For a .NET desktop financial software team.

  • Conducting a 1-day Azure DevOps training to quick-start the team in their journey;

  • Setting up project management with Azure Boards;

  • Setting up Azure environment;

  • Building a starting point CD pipeline with Staging and Production environment for their server-side part;

  • Consulting occasionally during the later period.

Optimizing Cloud COsts

Want to save on the cloud?

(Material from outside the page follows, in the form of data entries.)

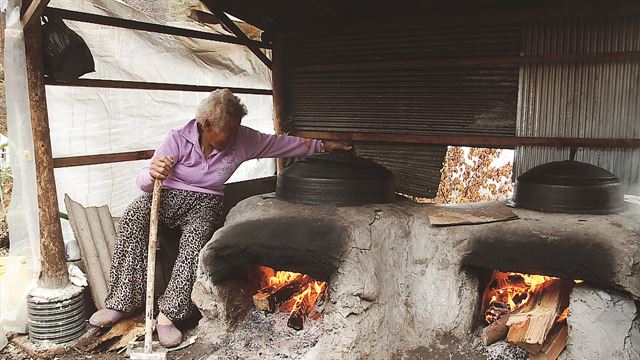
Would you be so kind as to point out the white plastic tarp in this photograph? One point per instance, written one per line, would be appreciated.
(86, 121)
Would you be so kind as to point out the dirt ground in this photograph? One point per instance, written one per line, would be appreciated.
(197, 350)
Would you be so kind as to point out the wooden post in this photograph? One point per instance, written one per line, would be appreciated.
(278, 88)
(53, 273)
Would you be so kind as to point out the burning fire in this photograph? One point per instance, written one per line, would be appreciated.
(509, 291)
(286, 291)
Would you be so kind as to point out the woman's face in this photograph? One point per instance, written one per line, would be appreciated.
(220, 139)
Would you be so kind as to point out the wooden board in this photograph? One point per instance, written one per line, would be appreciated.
(473, 213)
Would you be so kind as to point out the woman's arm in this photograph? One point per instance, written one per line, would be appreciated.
(260, 145)
(159, 167)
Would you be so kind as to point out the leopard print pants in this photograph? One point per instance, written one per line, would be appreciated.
(195, 214)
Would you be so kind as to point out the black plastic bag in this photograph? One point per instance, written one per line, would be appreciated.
(65, 54)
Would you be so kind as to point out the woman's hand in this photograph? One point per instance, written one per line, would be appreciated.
(160, 167)
(332, 145)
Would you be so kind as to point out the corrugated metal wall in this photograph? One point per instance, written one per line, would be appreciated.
(472, 100)
(598, 100)
(416, 168)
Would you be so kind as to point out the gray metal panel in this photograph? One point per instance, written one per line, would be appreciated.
(590, 100)
(416, 168)
(431, 101)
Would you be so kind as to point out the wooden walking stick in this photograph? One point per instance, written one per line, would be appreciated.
(151, 272)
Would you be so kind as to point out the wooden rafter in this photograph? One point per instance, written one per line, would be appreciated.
(33, 12)
(157, 28)
(470, 140)
(101, 158)
(224, 19)
(122, 84)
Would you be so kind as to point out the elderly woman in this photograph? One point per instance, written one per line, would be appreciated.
(194, 161)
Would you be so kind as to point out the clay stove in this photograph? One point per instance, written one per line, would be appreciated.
(398, 286)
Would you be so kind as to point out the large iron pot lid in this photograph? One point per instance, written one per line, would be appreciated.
(570, 187)
(337, 178)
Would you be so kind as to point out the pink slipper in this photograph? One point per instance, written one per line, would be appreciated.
(107, 317)
(169, 335)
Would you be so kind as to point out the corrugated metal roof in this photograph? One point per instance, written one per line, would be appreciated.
(590, 100)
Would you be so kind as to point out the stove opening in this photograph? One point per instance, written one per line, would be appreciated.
(528, 311)
(299, 295)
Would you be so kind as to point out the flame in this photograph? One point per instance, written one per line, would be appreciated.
(562, 317)
(304, 300)
(509, 291)
(308, 298)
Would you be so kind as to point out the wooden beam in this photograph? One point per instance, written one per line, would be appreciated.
(121, 84)
(53, 266)
(203, 17)
(278, 84)
(33, 12)
(464, 62)
(156, 28)
(101, 158)
(470, 140)
(236, 30)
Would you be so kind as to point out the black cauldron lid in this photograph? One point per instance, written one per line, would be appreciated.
(569, 186)
(335, 178)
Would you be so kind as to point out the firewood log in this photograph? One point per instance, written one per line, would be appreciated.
(268, 299)
(530, 325)
(296, 320)
(495, 331)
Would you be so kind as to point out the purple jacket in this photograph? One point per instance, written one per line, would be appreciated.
(192, 171)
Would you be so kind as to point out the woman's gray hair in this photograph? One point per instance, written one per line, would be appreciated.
(220, 107)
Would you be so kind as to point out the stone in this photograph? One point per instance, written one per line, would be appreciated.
(600, 322)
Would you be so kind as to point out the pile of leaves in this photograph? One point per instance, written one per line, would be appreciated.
(472, 175)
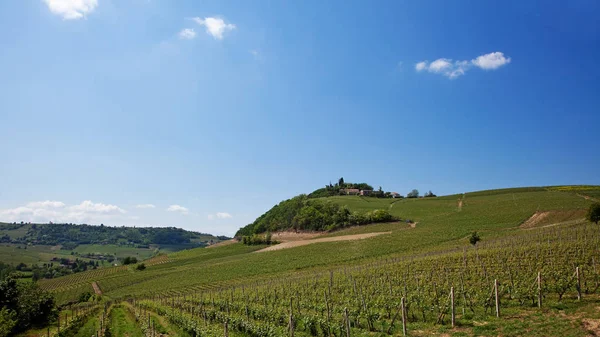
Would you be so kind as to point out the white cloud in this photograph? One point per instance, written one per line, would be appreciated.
(71, 9)
(89, 206)
(46, 204)
(220, 215)
(145, 206)
(56, 211)
(187, 34)
(491, 61)
(177, 208)
(453, 69)
(215, 26)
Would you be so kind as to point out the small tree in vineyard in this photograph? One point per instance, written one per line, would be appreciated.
(474, 238)
(593, 214)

Using my deep understanding of Azure and GCP I often can optimize cloud environments help my client pay less.

Common activities:

  • Research to understand the picture; send me an e-mail, I might decide to do this part partially or fully for free;

  • Dropping unused stuff;

  • Right-sizing and right-tiering of resources;

  • Stopping and scaling resources on schedule;

  • Setting up fine-grained costs tracking.

Example:

I shrank Azure monthly bill of one of my clients deleting resources and doing right-sizing 2.5 times in 2 hours.

Extinguishing Fires

This might involve doing things you need NOW or yesterday under time pressure.

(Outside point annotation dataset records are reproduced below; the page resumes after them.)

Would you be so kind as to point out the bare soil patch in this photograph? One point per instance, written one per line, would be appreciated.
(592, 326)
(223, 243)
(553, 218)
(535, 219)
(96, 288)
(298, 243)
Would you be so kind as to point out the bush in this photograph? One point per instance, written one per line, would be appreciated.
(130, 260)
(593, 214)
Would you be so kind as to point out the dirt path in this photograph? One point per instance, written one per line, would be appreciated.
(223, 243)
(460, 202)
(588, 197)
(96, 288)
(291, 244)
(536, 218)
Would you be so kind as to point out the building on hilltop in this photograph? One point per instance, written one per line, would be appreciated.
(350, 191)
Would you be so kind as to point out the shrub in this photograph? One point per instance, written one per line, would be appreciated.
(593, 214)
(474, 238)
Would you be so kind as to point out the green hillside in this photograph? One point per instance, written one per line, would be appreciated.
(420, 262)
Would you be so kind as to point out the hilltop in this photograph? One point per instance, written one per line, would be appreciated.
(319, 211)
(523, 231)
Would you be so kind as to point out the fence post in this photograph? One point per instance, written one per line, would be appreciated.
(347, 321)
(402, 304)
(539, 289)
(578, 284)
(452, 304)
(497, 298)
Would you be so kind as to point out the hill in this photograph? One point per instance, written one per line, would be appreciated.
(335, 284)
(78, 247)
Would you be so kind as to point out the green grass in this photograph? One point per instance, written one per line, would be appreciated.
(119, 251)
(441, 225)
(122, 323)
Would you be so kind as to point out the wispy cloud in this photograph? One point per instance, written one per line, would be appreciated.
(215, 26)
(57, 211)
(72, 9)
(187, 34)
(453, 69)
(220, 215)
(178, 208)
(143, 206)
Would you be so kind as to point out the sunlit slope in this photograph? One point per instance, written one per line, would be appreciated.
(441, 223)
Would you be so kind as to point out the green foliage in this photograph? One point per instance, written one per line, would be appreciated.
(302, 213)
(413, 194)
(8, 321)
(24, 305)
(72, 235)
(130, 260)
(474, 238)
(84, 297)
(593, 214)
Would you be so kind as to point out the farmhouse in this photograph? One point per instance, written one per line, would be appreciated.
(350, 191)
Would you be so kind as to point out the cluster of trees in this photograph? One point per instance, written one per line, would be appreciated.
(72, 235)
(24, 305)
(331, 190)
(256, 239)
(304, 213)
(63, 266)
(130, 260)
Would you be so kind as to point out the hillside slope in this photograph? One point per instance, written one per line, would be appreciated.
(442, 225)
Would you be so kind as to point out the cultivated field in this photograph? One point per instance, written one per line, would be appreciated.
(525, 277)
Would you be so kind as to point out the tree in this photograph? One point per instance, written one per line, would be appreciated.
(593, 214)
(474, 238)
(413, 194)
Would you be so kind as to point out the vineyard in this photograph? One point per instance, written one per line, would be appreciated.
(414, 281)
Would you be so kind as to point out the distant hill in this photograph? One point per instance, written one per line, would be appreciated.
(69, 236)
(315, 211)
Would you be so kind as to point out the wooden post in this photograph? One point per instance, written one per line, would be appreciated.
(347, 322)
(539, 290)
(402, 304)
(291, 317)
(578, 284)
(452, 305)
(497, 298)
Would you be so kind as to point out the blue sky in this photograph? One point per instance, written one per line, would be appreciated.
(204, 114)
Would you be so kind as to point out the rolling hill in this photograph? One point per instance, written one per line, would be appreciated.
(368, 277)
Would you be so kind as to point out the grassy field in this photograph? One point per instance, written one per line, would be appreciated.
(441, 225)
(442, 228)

  • Fixing a broken production;

  • Force-coding to meet a deadline;

  • Setting something up real fast to help your team save time on this;

  • Calling in an experienced fire team.

I might charge extra for urgency if I need to reschedule something and will charge extra for work at night. Doing hard work at night doesn't sound too prestige. Why do I even do it? Well, I'm confident in my expertise and not afraid of challenges. This lets me quickly prove myself and get a foot in the door. Historically, I found most of my clients via recommendations, but helping with something urgent was the close second.

Examples:

  • A CEO deleting an "old" domain zone,

  • a website going down after being visited by "fast" Google bot,

  • a payment service down after a certificate expiration (classic!),

  • a Windows patch bringing an intranet system down because of converting nanoseconds to String differently,

  • Active Directory sync suddenly breaking leaving users without access,

  • .NET application breaking after being hit by production traffic because of loading entire SQL DB into RAM by accident,

  • circular references in ASP.NET website Just in Time views compilation,

  • Redis changing it's TLS requirements on Azure,

  • His Majesty NullReferenceException,

  • And, of cause ,"it just went down; I didn't touch anything".